The capacity move builds directly on SPX's first quarter 2026 results, where the company raised its full-year revenue guidance to a range of $2.575 billion to $2.645 billion, up from a prior range of $2.535 billion to $2.605 billion, driven by stronger-than-expected contributions from both its HVAC and Detection & Measurement segments. Management specifically credited increased data center demand and higher throughput from expanded capacity as the primary driver of the guidance raise.

Just How Much Data Centers Are Now Driving SPX's Growth

The scale of the shift inside SPX's own business is striking: the company's expected data center-related growth range for fiscal 2026 was increased from approximately 50% to as high as approximately 70%, with these investments projected to contribute nearly half of the HVAC segment's total revenue growth for the year and add roughly $700 million of incremental manufacturing capacity. By 2028, SPX expects its capacity expansions to unlock approximately $550 million in incremental data center revenue potential.

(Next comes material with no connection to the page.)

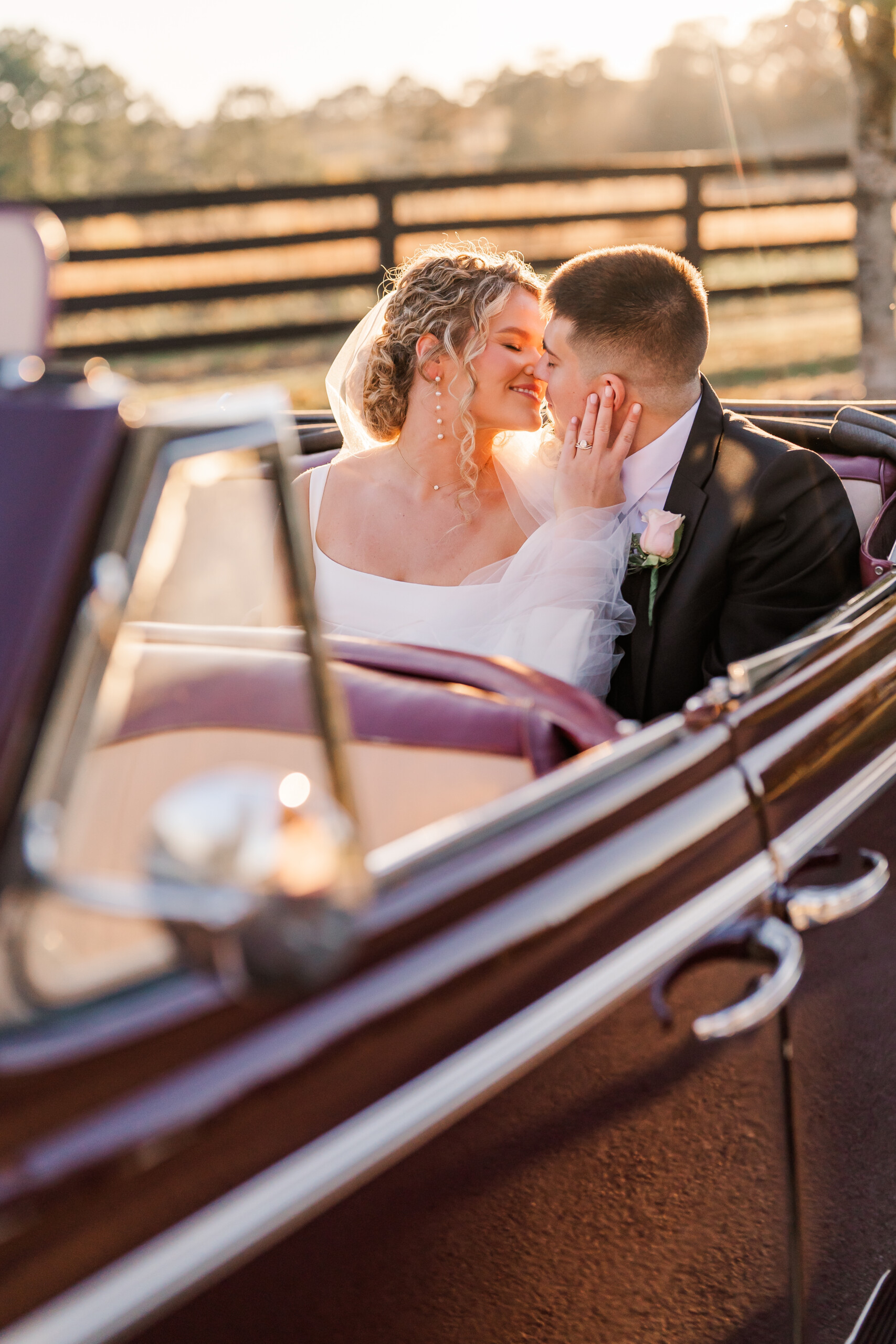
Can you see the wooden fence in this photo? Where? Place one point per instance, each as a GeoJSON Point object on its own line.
{"type": "Point", "coordinates": [684, 197]}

This acceleration is happening alongside the launch of the Marley OlympusMAX Fluid Cooler, a new platform specifically engineered for mission-critical cooling needs in data centers and industrial facilities. The product introduction ties directly into the same data center HVAC theme underpinning the company's guidance upgrade, giving a concrete commercial vehicle to the capacity expansion story rather than leaving it as an abstract capital allocation decision.

The Tariff Headwind Tempering the Story

SPX's management has been candid that the picture isn't purely upside: the company expects a $0.05 to $0.10 per-share headwind in 2026 from Section 232 tariff changes, primarily affecting the HVAC segment in the company's second quarter. Management's expectation is that 2027 earnings will be unaffected by current tariff headwinds as manufacturing shifts and pricing adjustments take full effect — suggesting the tariff drag is viewed internally as a temporary, one-year transition cost rather than a structural problem.

M&A also remains a core pillar of SPX's growth strategy alongside organic capacity expansion. The company's leverage ratio of 0.9x sits well below its long-term target range of 1.5x to 2.5x, giving SPX meaningful additional balance sheet capacity to pursue further acquisitions in HVAC and adjacent categories without straining its capital structure.